Affective engineering is being increasingly used to describe a
systematic approach to the analysis of consumer reactions to candidate
designs. It has evolved from Kansei engineering, which has reported
improvements in products such as cars, electronics, and food. The method
includes a semantic differential experiment rating candidate designs
against bipolar adjectives (e.g., attractive–not attractive,
traditional–not traditional). The results are statistically analyzed
to identify correlations between design features and consumer reactions to
inform future product developments. A number of key challenges emerge from
this process. Clearly, suitable designs must be available to cover all
design possibilities. However, it is also paramount that the best
adjectives are used to reflect the judgments that participants might want
to make. The current adjective selection process is unsystematic, and
could potentially miss key concepts. Poor adjective choices can result in
problems such as misinterpretation of an experimental question, clustering
of results around a particular response, and participants' confusion
from unfamiliar adjectives that can be difficult to consider in the
required context (e.g., is this wristwatch “oppressive”?).

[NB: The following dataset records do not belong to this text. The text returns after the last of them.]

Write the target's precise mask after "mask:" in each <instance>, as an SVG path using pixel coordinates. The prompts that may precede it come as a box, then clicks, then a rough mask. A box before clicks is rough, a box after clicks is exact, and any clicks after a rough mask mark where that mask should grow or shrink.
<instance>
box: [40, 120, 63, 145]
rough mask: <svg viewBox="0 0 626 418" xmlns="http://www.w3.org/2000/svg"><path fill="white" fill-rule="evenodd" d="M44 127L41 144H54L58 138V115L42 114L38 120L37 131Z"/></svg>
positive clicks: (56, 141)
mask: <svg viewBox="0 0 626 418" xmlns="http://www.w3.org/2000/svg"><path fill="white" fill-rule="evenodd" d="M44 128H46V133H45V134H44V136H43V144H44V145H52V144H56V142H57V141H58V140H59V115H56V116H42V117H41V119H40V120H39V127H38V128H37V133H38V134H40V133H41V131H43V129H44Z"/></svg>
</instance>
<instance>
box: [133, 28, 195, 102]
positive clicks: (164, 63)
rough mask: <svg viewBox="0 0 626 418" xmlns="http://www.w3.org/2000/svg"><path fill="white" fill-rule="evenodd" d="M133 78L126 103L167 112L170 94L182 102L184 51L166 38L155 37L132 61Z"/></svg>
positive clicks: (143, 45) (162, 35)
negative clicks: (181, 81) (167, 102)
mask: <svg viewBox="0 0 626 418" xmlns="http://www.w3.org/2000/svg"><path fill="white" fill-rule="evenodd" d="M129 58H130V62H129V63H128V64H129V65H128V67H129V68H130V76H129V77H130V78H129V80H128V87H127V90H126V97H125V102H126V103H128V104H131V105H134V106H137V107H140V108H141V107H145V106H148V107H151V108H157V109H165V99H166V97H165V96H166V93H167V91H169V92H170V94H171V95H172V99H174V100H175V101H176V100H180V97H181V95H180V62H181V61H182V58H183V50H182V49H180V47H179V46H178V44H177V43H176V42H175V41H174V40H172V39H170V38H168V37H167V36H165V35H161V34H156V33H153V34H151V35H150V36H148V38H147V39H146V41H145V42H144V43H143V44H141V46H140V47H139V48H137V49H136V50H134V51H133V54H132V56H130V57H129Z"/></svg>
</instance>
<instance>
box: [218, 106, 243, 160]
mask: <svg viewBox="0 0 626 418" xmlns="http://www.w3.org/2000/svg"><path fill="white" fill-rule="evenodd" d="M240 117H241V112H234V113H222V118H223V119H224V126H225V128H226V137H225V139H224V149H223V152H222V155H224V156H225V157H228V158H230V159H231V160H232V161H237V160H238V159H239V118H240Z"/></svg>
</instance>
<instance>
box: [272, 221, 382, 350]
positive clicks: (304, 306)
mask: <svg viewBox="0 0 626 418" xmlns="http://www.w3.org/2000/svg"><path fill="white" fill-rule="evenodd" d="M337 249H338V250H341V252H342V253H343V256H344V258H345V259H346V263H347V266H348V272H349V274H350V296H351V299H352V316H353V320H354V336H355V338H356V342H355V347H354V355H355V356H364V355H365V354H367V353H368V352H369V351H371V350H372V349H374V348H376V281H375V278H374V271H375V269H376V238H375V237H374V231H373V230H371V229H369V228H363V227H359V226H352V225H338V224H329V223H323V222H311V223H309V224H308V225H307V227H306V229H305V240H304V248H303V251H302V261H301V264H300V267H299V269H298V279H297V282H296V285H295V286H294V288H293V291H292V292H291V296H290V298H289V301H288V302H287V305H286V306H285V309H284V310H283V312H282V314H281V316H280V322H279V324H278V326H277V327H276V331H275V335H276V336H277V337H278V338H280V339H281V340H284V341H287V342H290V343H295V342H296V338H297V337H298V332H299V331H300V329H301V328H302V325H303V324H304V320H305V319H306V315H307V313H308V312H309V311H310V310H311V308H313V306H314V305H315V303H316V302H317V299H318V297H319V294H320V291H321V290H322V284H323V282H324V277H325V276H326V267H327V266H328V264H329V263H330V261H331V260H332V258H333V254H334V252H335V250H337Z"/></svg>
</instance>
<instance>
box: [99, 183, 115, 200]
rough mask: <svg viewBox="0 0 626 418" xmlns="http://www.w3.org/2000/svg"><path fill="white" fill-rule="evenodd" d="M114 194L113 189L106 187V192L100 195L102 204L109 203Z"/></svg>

This paper describes an artificial intelligence supported process that
ensures adjectives with appropriate levels of precision and recall are
developed and presented to participants (and thus addressing problems
above) in an affective engineering study in the context of branded
consumer goods. We illustrate our description of the entire concept
expansion and reduction process by means of an industrial case study in
which participants were asked to evaluate different designs of packaging
for a laundry product. The paper concludes by describing the important
advantages that can be gained by the new approach in comparison with
previous approaches to the selection of consumer focused adjectives.